The next time Margot – and Anne and their parents Otto and Edith; Hermann, Auguste and Peter van Pels; and Fritz Pfeffer, the dentist – were in the outdoors was Aug. 4, 1944. That was the day their hideout behind the swinging bookcase was discovered by the SS and Dutch police. They were arrested, and taken to the police station. According to a witness, Margot was weeping silently. She was sent to the transit camp Westerbork, then Auschwitz, and finally Bergen-Belsen, where she died of typhus the same month she would have turned or did turn 19.

She would never become a maternity nurse.

What could Margot have been, if she had been allowed to grow up?

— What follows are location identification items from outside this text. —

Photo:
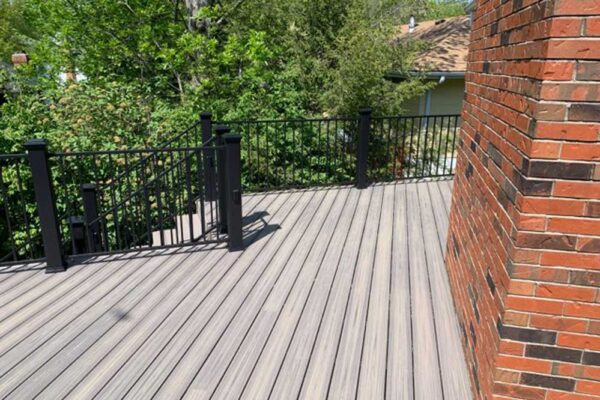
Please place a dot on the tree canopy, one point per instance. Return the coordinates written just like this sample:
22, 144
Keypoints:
148, 67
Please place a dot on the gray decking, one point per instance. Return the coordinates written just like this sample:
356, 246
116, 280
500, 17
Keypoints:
341, 294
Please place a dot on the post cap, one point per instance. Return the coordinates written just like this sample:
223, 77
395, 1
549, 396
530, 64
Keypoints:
222, 129
232, 138
36, 144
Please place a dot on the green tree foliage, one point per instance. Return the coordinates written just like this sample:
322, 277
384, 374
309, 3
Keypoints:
237, 58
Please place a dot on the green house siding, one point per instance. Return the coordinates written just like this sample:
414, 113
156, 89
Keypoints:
445, 98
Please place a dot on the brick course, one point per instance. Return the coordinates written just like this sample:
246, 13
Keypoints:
523, 252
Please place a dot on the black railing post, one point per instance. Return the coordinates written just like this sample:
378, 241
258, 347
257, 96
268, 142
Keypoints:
37, 150
234, 191
363, 148
90, 211
208, 158
221, 130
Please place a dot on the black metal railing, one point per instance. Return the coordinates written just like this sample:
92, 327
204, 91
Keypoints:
56, 206
297, 153
157, 203
282, 154
412, 147
59, 206
20, 237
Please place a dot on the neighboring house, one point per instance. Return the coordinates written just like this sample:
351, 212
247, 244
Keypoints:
445, 62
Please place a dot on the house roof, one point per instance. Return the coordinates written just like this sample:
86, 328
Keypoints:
449, 39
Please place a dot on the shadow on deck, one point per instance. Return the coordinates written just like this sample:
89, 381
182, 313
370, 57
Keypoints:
339, 294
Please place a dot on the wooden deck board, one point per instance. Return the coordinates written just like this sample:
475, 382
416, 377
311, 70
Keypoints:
340, 293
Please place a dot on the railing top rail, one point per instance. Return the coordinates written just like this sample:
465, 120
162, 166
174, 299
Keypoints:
418, 116
134, 151
13, 156
292, 120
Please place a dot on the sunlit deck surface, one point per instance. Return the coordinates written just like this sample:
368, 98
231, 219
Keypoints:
340, 293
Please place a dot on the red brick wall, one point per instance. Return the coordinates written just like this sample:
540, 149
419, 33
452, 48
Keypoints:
524, 243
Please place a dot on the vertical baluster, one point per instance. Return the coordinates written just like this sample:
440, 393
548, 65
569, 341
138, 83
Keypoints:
5, 201
29, 246
44, 193
202, 153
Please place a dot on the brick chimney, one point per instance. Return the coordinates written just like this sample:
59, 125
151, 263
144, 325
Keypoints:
524, 243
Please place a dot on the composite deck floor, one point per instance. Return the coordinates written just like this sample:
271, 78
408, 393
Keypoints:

How many babies might she have delivered?

How many millions and millions of babies would never get to be born?

Still, we know so much more about Margot Frank than we know about most victims of the Holocaust.

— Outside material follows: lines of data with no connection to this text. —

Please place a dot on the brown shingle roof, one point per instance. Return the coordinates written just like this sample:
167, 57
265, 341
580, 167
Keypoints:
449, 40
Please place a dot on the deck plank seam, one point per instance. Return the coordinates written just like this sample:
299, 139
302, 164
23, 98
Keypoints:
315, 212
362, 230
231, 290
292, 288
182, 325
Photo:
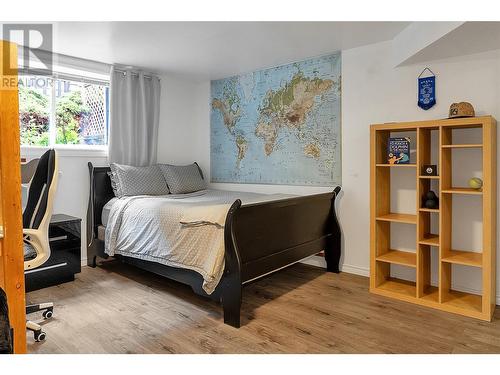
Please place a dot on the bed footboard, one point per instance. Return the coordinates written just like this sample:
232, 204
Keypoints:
265, 237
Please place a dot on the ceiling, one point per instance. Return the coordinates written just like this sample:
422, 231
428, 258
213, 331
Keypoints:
211, 50
467, 39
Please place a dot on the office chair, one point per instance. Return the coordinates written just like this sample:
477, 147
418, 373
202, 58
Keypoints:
36, 220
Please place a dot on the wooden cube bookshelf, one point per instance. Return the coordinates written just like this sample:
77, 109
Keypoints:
440, 296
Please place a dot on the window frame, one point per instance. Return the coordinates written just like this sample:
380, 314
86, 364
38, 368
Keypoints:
64, 150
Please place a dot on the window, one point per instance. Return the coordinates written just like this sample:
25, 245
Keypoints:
59, 111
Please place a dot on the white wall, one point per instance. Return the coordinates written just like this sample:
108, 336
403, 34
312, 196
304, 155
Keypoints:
373, 91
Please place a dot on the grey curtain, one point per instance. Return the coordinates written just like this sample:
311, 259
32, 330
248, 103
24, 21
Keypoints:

For many other victims – like all four of my Polish-Jewish grandparents, my father’s big sister and little brother and my mother’s little brother – we only have bits of information: names, possibly birthdates, maybe even death dates. We might know a few little things about their lives. Moshe Rafael played the violin and was a voracious reader. My grandmother Rachel was traumatized by having all of her hair shaved off when she wed in an arranged marriage at 16 – to Moshe, a virtual stranger, in Radom, Poland. I know far less about my paternal grandparents, Moshe Aron and Sara. They owned a little shop in Lodz that sold delicacies and produce. I don’t know what it was called.

And yet, I know something. I know they existed. And that is a lot.